Die Causa Wienwert sorgt für Aufregung in der Wiener Politik! 11 Angeklagte, darunter der ÖVP-Chef Karl Mahrer, müssen sich wegen Untreue verantworten. Erfahrt, was hinter den Kulissen abläuft!
Die Causa Wienwert hat die Wiener Politlandschaft erschüttert und wirbelt nicht nur im Rathaus Staub auf! Ein Mammut-Anklagewerk von 321 Seiten liegt nun vor und bringt Licht in die dunklen Machenschaften eines Immobilienunternehmens, das schon längst als insolvent gilt. Die Wirtschafts- und Korruptionsstaatsanwaltschaft (WKStA) hat elf Personen, darunter prominente Namen wie den Wiener ÖVP-Chef Karl Mahrer, wegen Untreue angeklagt. Die Ermittlungen, die bereits 2017 begonnen haben, zeichnen ein Bild von möglichen betrügerischen Praktiken, die tiefer sitzen, als man zunächst dachte.
Der dazugehörige Ermittlungsakt hat stolze 380.000 Seiten – ja, Sie haben richtig gelesen! Das ist mehr als die gesamte Buchreihe von "Der Herr der Ringe"! Unter den Angeklagten sind nicht nur Politiker, sondern auch Wirtschaftsgrößen, die allesamt als Drahtzieher in den fragwürdigen Immobiliengeschäften gelten. Die Ermittler müssen sich bei all den Informationen wie eine Nadel im Heuhaufen fühlen, aber die Aufklärung ist nur eine Frage der Zeit. Schließlich wollen wir alle wissen, ob unsere Steuergelder verantwortungsvoll verwaltet werden!
Was hier wie ein aufregender Polit-Thriller klingt, hat weitreichende Auswirkungen auf die Wiener Politik. Diese Krise kommt zu einem ungünstigen Zeitpunkt, denn die nächsten Wahlen stehen vor der Tür und die ÖVP könnte versuchen, die Geschäfte in eine andere Richtung zu lenken. Wenn die Wähler erfahren, dass ihr Chef möglicherweise nicht so sauber ist, wie es scheint, könnte das ihre Meinung über die gesamte Partei beeinflussen. Die Frage bleibt: Wird Mahrer der Situation gewachsen oder wird er sich wie ein Fisch auf dem Trockenen winden?
Unterdessen ist es interessant zu erwähnen, dass die Causa Wienwert nicht nur politisch brisant ist, sondern auch einen Blick auf die Immobilienbranche bietet, die oft wie ein Glücksspiel wirkt. Die Mechanismen, die hier am Werk sind, erinnern stark an die Machenschaften im Poker – ein falscher Zug und alles ist verloren. Ein weiterer spannender Fakt: Die ÖVP, die immer auf Sparsamkeit und Wirtschaftlichkeit pocht, könnte jetzt selbst in den Sumpf von Untreue und Betrug geraten. Was für ein ironischer Twist!
In der Causa Wienwert hat die Wirtschafts- und Korruptionsstaatsanwaltschaft (WKStA) beim Wiener Landesgericht eine umfangreiche Anklage eingebracht.
Elf Personen müssen sich unter anderem wegen Untreue vor Gericht verantworten, die WKStA hatte seit 2017 ermittelt. Die Causa bringt Unruhe kurz vor der ...
321 Seiten hat die Betrugs-, Untreue- und Krida-Anklage, welche die WKStA im Zusammenhang mit dem Immobilienunternehmen Wienwert verfasst hat.

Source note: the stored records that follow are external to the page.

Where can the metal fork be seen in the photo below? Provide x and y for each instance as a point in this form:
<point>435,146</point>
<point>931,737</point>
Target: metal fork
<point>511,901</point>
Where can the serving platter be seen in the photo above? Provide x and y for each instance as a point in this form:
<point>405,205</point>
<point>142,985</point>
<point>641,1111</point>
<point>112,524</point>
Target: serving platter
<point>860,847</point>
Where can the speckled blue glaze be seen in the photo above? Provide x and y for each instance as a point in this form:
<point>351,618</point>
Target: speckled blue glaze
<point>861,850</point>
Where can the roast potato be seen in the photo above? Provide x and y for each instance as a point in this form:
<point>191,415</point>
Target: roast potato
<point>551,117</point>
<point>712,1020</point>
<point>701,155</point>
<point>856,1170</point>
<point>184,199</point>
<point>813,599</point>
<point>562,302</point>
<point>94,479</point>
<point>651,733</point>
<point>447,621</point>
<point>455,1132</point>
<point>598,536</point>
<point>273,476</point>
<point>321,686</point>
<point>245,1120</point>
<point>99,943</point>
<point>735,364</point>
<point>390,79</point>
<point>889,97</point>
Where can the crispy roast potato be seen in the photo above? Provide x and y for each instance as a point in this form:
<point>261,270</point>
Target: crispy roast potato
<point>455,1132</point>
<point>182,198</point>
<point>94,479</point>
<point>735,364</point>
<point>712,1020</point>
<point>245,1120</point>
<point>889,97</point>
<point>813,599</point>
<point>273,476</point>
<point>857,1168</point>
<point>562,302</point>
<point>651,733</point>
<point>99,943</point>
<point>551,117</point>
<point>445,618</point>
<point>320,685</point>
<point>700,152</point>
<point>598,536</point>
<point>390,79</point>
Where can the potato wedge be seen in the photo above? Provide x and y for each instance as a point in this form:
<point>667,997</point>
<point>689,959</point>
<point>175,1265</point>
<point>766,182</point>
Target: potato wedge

Die Wirtschafts- und Korruptionsstaatsanwaltschaft (WKStA) hat im Fall Wienwert eine umfangreiche Anklage beim Wiener Landesgericht für Strafsachen ...
380.000 Seiten Ermittlungsakt: So umfangreich gestalteten sich die 2017 eingeleiteten Ermittlungen rund um die insolvente Immobilienentwicklungsgesellschaft ...
Angeklagt sind insgesamt elf Personen und drei Verbände. Im Zentrum der Ermittlungen stehen Stefan Gruze, Nikos Bakirzoglu und Wolfgang Sedelmayer, die führende ...
Insgesamt elf Personen müssen sich unter anderem wegen Untreue vor Gericht verantworten, darunter Wiener ÖVP-Chef Mahrer.
Mehr als sieben Jahre wurde in der Causa Wienwert ermittelt. Nun hat die Wirtschafts- und Korruptionsstaatsanwaltschaft (WKStA) elf Personen angeklagt.
Der in der Causa Wienwert mitangeklagte Unternehmer Klemens Hallmann weist den gegen ihn erhobenen Vorwurf der betrügerischen Krida zurück.